En tantos años, sus recuerdos se basaban en destellos, escenas
infantiles pasadas por agua, un castillo en la arena, un enfrentamiento pueril.
Un paseo para andar al lado de una desconocida a la que miraba con tanto amor
que de sus ojos podría encenderse una bengala. La confidencia escondida tras el
humo del cigarrillo. Una risa en aquella comida familiar. Un viaje en coche en
el que se había dormido, ¡cuánto lamentaba haberse dormido! Porque ella aspiraba
con efusividad cada instante que pudiera acercarle más a esa extraña que la
había visto crecer.
A veces, por la noche, acariciaba el gotelé de la pared,
imaginando su cara dormida al otro lado. El pelo revuelto, las mejillas
hinchadas. Los ojos cerrados acariciando un sueño profundo. A veces era
sorprendida observando su perfil, las líneas perfectas que delimitaban su
rostro y los dos estanques que le servían por ojos.
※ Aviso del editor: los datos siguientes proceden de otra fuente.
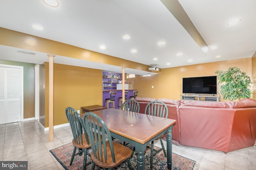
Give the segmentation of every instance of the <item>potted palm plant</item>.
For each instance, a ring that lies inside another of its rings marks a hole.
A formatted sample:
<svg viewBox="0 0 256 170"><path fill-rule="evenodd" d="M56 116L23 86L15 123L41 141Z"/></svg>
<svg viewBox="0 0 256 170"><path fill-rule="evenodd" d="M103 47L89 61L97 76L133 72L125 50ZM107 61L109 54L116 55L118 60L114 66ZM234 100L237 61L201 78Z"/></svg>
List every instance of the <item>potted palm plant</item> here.
<svg viewBox="0 0 256 170"><path fill-rule="evenodd" d="M236 67L230 67L227 71L217 70L218 84L220 86L220 93L223 99L233 101L250 98L252 93L250 77L245 72Z"/></svg>

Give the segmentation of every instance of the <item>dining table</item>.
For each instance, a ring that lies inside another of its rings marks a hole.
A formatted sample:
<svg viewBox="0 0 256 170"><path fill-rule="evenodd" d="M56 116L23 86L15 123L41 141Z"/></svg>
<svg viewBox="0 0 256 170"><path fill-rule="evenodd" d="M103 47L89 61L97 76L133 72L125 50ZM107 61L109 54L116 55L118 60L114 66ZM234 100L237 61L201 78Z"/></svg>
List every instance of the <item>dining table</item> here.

Le gustaba sentarse en el borde de la cama mientras la
miraba maquillarse, preparándose para pasear su belleza sin límites por el
mundo de los mortales. Entonces la bella desconocida podía susurrarle: “por favor, pásame la
brocha. No, esa no, la que no rasca...”, y ella se la tendía, rápidamente para
no ser la culpable de que se interrumpiera esa delicada danza de manos,
pinturas y mechones de pelo.
"¡Mírate! ¿Y luego tienes miedo de que nos caigamos en la rutina?"